ChatGPT Dituntut karena "Asbun", Tuding Pria Tak Bersalah Pembunuh

OpenAI kembali menghadapi gugatan hukum terkait informasi keliru yang dihasilkan chatbot berbasis AI-nya, yakni ChatGPT. Gugatan ini dilayangkan oleh kelompok advokasi asal Austria, bernama Noyb (None of Your Business).

Noyb, yang dikenal vokal dalam isu perlindungan data, mengajukan pengaduan keduanya terhadap OpenAI atas tuduhan yang disebut sebagai "halusinasi" atau kesalahan faktual.

Kasus ini bermula saat pria tersebut menanyakan informasi tentang dirinya kepada ChatGPT. Alih-alih memberikan jawaban yang netral atau menyatakan tidak mengetahui, chatbot itu justru menyampaikan tuduhan serius yang tidak berdasar.

Dalam responsnya, ChatGPT menyebut bahwa pria tersebut dijatuhi hukuman 21 tahun penjara atas pembunuhan dua anak dan percobaan pembunuhan anak ketiga. 

Padahal, pria tersebut sama sekali tidak pernah terlibat dalam kejahatan apa pun. Tuduhan yang disampaikan ChatGPT sepenuhnya keliru dan tidak memiliki fakta berdasar.

Situasi pun menjadi semakin rumit karena informasi palsu itu turut disertai sejumlah data pribadi yang justru benar. Dalam hal ini, ChatGPT menyebut jumlah anak, jenis kelamin anak-anaknya, hingga kota tempat tinggal pria tersebut secara akurat.

Kemunculan informasi palsu tersebut membuat ChatGPT dinilai “asbun” alias asal bunyi dalam menyampaikan informasi. Sebab, kesalahan semacam ini berpotensi merusak reputasi seseorang secara serius.

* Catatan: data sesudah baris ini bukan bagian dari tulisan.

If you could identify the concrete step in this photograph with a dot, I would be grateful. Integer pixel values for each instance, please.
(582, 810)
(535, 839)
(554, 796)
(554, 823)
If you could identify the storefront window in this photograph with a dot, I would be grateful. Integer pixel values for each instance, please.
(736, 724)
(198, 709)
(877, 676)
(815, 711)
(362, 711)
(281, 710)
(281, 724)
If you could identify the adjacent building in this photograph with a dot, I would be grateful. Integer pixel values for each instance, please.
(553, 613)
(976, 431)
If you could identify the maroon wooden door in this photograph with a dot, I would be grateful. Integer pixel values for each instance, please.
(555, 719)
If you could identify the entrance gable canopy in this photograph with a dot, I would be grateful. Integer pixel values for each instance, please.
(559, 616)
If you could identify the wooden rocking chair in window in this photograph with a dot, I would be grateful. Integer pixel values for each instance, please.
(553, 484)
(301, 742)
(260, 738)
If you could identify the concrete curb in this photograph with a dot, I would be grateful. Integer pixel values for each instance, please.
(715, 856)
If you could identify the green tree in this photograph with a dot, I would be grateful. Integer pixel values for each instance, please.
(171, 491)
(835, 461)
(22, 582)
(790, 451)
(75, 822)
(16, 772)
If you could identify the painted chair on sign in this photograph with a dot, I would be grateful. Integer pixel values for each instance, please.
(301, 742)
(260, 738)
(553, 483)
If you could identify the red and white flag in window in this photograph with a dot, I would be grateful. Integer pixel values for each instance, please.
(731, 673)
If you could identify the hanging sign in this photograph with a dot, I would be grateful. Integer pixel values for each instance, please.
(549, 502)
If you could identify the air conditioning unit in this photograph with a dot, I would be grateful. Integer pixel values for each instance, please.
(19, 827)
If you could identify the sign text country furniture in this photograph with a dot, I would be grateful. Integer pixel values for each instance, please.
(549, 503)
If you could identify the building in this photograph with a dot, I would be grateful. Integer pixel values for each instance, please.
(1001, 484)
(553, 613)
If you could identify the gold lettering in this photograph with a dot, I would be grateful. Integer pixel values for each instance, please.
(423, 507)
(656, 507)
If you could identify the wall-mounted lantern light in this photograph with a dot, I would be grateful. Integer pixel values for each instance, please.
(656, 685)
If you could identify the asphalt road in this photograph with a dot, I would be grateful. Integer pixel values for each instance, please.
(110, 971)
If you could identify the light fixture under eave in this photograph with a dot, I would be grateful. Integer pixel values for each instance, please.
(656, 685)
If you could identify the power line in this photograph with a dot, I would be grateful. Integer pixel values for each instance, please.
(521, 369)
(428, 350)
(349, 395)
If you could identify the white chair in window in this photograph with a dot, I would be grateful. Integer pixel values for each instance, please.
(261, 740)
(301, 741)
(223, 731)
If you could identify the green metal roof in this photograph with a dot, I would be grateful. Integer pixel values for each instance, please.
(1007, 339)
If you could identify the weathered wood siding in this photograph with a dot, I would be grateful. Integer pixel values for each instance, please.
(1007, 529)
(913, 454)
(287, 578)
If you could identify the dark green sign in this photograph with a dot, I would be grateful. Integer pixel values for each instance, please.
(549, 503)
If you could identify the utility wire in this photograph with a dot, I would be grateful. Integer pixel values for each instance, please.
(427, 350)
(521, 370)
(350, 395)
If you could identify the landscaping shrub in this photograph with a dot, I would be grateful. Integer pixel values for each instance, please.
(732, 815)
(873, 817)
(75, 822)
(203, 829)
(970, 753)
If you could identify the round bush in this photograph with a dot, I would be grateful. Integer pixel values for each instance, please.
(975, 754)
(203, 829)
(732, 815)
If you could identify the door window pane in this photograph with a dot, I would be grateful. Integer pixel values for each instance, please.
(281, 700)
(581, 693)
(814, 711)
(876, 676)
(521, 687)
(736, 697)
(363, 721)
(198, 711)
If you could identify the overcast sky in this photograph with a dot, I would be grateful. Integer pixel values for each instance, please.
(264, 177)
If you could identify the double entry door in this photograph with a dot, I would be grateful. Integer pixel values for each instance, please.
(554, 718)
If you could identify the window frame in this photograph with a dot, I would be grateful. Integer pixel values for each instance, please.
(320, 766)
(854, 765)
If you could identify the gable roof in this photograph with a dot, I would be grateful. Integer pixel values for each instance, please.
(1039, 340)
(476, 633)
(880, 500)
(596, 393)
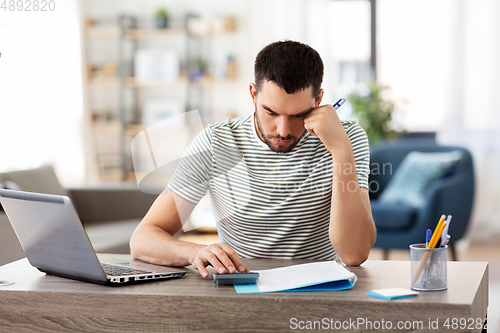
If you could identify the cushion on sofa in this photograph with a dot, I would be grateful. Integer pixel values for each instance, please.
(393, 216)
(409, 184)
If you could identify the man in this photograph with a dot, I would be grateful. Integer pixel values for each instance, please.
(287, 181)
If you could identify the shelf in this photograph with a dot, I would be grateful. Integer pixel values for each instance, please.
(134, 83)
(113, 32)
(104, 32)
(131, 82)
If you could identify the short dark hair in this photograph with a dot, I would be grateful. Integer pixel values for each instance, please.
(293, 66)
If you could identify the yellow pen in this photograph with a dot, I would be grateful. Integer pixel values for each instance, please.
(438, 227)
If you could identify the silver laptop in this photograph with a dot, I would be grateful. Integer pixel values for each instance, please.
(56, 243)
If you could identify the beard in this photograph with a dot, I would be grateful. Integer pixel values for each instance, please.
(268, 139)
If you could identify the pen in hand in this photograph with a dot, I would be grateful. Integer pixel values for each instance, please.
(428, 236)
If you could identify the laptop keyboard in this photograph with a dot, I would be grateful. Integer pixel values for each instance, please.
(120, 271)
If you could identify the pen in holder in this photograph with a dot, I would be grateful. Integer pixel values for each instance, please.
(428, 267)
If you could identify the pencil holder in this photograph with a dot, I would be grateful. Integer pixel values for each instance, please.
(428, 267)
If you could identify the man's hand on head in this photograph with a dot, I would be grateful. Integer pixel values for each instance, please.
(221, 257)
(324, 123)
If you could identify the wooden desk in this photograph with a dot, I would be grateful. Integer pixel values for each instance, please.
(192, 304)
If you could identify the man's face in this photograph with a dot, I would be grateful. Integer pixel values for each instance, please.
(279, 116)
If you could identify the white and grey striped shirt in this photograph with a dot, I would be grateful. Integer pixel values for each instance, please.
(267, 204)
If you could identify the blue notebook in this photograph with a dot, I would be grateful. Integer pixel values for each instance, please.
(318, 276)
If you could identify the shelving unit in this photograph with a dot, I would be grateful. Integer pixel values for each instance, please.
(114, 126)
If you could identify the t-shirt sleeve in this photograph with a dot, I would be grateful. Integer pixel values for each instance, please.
(191, 178)
(361, 150)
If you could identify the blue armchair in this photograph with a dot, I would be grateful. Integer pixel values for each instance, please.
(399, 226)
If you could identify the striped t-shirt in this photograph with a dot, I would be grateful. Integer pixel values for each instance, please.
(268, 204)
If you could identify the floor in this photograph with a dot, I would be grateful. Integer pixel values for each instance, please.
(489, 252)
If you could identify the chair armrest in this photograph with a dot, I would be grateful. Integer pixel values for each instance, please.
(111, 202)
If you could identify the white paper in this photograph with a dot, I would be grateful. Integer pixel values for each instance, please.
(297, 276)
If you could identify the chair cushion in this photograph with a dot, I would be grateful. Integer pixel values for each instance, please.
(393, 216)
(413, 177)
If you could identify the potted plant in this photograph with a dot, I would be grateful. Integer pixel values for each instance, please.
(161, 18)
(374, 114)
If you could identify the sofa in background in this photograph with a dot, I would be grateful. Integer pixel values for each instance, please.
(109, 212)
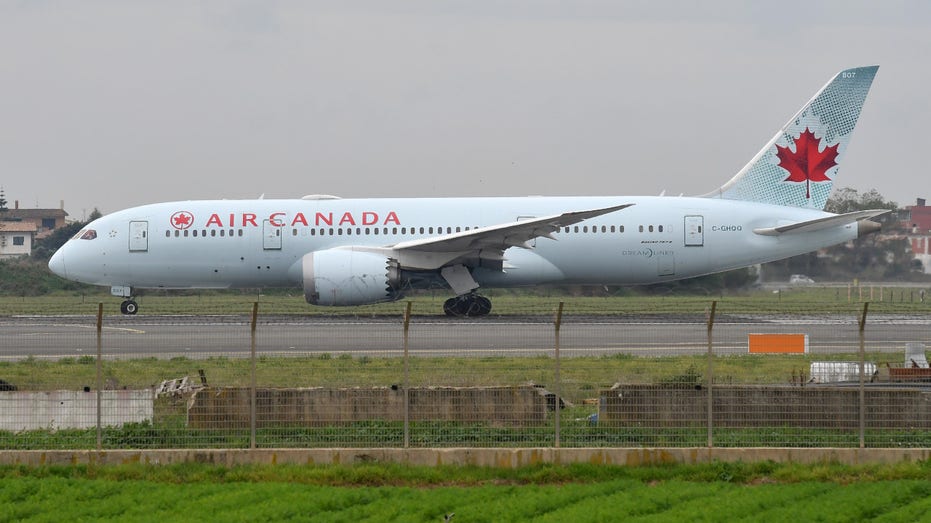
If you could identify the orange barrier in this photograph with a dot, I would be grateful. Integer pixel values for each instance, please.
(778, 343)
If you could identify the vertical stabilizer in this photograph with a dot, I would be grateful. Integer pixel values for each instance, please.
(797, 167)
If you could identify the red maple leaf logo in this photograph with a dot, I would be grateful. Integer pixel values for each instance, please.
(807, 164)
(182, 220)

Melanggar perlindungan data

Sebagaimana dirangkum KompasTekno dari engadget, Senin (7/4/2025), Noyb menilai OpenAI telah melanggar aturan Uni Eropa terkait perlindungan data, yakni General Data Protection Regulation (GDPR).

"GDPR jelas. Data pribadi harus akurat. Jika tidak, pengguna berhak mengubahnya agar sesuai kenyataan," kata pengacara perlindungan data Noyb, Joakim Söderberg.

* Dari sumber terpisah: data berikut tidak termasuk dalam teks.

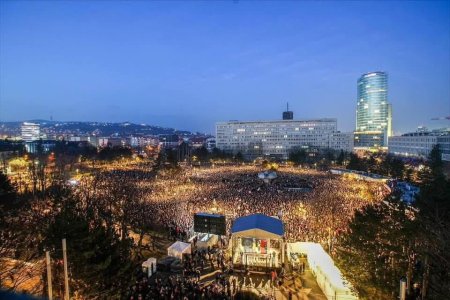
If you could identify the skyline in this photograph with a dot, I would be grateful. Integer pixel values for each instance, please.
(189, 65)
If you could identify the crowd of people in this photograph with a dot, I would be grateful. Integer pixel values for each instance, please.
(170, 198)
(321, 212)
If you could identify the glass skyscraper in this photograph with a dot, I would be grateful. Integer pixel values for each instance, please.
(373, 112)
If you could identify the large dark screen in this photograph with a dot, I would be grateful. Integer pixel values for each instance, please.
(208, 223)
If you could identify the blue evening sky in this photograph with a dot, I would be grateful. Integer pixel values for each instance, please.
(189, 64)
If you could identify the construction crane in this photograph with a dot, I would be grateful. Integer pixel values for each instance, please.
(441, 118)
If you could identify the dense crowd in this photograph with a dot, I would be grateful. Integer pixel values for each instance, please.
(170, 198)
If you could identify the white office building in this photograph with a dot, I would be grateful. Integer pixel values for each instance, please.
(279, 138)
(420, 143)
(30, 132)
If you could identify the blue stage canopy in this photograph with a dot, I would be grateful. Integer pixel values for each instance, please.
(258, 221)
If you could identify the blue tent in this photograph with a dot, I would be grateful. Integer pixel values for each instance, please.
(258, 226)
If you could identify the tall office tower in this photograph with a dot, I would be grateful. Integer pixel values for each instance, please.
(373, 112)
(30, 132)
(288, 115)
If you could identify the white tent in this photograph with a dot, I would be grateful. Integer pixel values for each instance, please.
(178, 248)
(149, 266)
(328, 276)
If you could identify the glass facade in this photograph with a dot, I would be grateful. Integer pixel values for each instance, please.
(373, 112)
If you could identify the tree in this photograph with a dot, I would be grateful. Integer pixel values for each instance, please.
(434, 227)
(7, 190)
(100, 262)
(373, 254)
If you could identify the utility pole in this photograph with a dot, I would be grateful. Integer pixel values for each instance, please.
(66, 276)
(49, 275)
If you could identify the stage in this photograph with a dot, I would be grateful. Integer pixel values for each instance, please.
(257, 241)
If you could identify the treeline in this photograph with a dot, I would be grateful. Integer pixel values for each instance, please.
(390, 241)
(96, 223)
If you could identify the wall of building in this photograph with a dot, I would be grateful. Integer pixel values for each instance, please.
(279, 138)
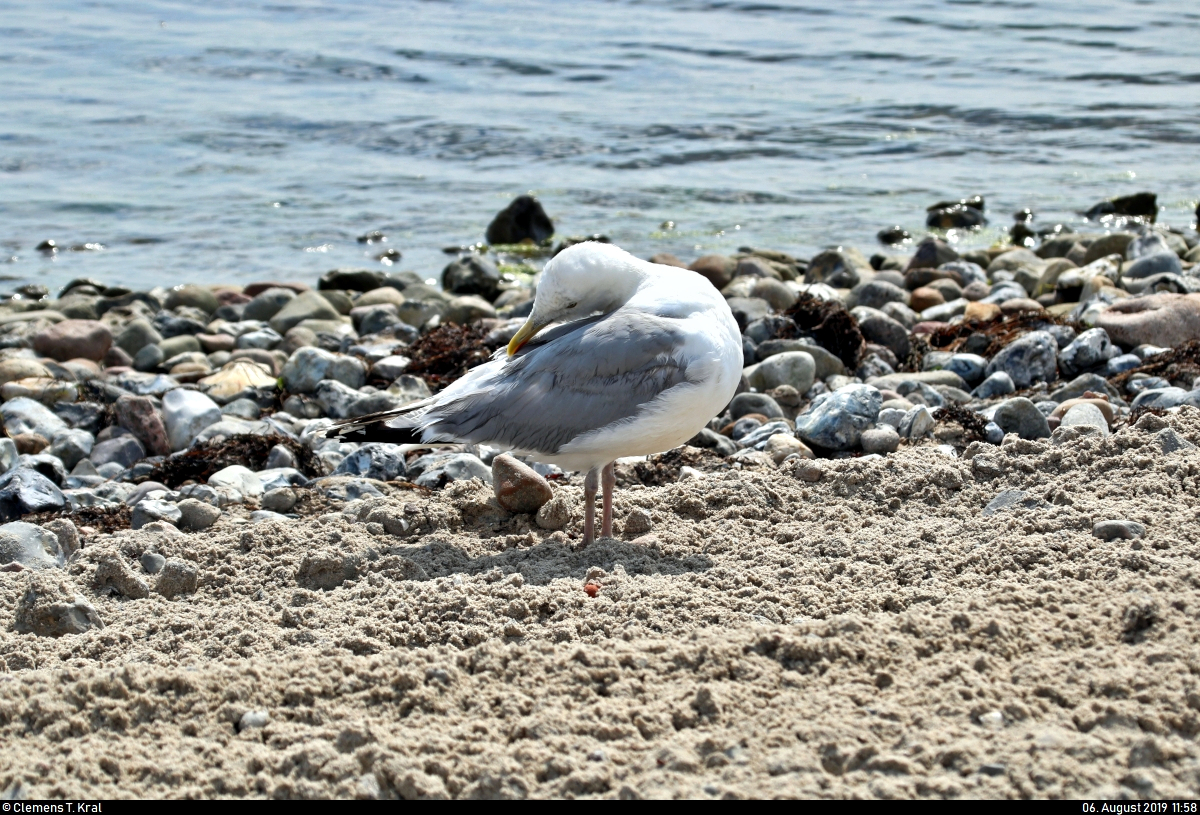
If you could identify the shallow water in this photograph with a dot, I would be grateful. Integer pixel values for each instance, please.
(234, 142)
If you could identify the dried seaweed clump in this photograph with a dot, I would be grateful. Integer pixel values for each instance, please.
(988, 337)
(973, 425)
(664, 468)
(447, 353)
(827, 322)
(249, 450)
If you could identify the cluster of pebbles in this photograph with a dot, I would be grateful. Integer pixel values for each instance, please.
(107, 390)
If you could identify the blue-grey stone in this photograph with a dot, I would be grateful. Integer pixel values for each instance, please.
(837, 420)
(1029, 359)
(454, 467)
(892, 417)
(1012, 499)
(748, 352)
(30, 545)
(917, 423)
(1085, 414)
(921, 393)
(28, 415)
(1087, 351)
(744, 426)
(1021, 417)
(877, 327)
(969, 366)
(1062, 334)
(997, 384)
(971, 273)
(124, 450)
(48, 466)
(1135, 387)
(24, 491)
(149, 510)
(748, 402)
(1121, 364)
(376, 460)
(1155, 264)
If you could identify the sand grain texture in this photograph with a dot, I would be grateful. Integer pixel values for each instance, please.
(873, 633)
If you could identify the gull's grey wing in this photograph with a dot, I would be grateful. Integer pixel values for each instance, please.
(582, 377)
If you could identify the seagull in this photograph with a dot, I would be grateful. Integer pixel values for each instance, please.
(619, 357)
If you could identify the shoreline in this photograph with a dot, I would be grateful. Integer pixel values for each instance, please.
(933, 549)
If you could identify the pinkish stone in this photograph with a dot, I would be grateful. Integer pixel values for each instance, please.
(75, 337)
(519, 489)
(1161, 319)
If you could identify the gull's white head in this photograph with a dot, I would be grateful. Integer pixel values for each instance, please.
(580, 281)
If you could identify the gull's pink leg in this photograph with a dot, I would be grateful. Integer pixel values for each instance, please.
(589, 504)
(609, 479)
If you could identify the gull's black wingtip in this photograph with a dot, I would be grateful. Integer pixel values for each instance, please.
(364, 431)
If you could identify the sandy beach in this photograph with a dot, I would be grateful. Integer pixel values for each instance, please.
(877, 631)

"Anda tidak bisa begitu saja menyebarkan informasi palsu dan menambahkan pernyataan kecil yang mengatakan semuanya mungkin tidak benar," tambah Söderberg.

Bunyi pernyataan ini mengartikan bahwa ChatGPT tidak selalu menghasilkan informasi yang akurat, dan pengguna perlu melakukan verifikasi silang atas jawaban yang diberikan.

Sebelumnya, pada April 2024, Noyb juga pernah mengajukan pengaduan serupa kepada OpenAI. Saat itu, keluhan yang dilayangkan menyangkut kesalahan tanggal lahir seorang tokoh publik.

Meski bukan kasus berat, OpenAI tetap menolak memperbarui atau menghapus data yang keliru dengan alasan bahwa informasi dalam model tidak dapat diubah secara langsung.

Bukan kasus pertama

Kasus pria asal Norwegia ini menjadi yang paling serius karena menyangkut tuduhan kriminal berat. Namun, ini bukan satu-satunya contoh "asbun" chatGPT yang berujung fatal.

Ada pula kasus seorang profesor hukum yang difitnah melakukan pelecehan seksual, serta individu lain yang dituduh terlibat dalam penipuan dan penggelapan.

Deretan kasus ini menunjukkan bahwa kekeliruan informasi pada AI generatif bukanlah hal sepele. Apalagi ketika informasi yang ditampilkan menyangkut reputasi dan data pribadi seseorang.

Jika gugatan Noyb diterima, OpenAI bisa terancam sanksi atas pelanggaran GDPR di Uni Eropa. Regulasi ini bertujuan melindungi hak privasi individu, khususnya dalam pengelolaan dan pemrosesan data pribadi oleh sistem digital.

Adapun data yang dimaksud mencakup informasi yang secara langsung maupun tidak langsung dapat mengidentifikasi seseorang, seperti nama, alamat, atau identitas online.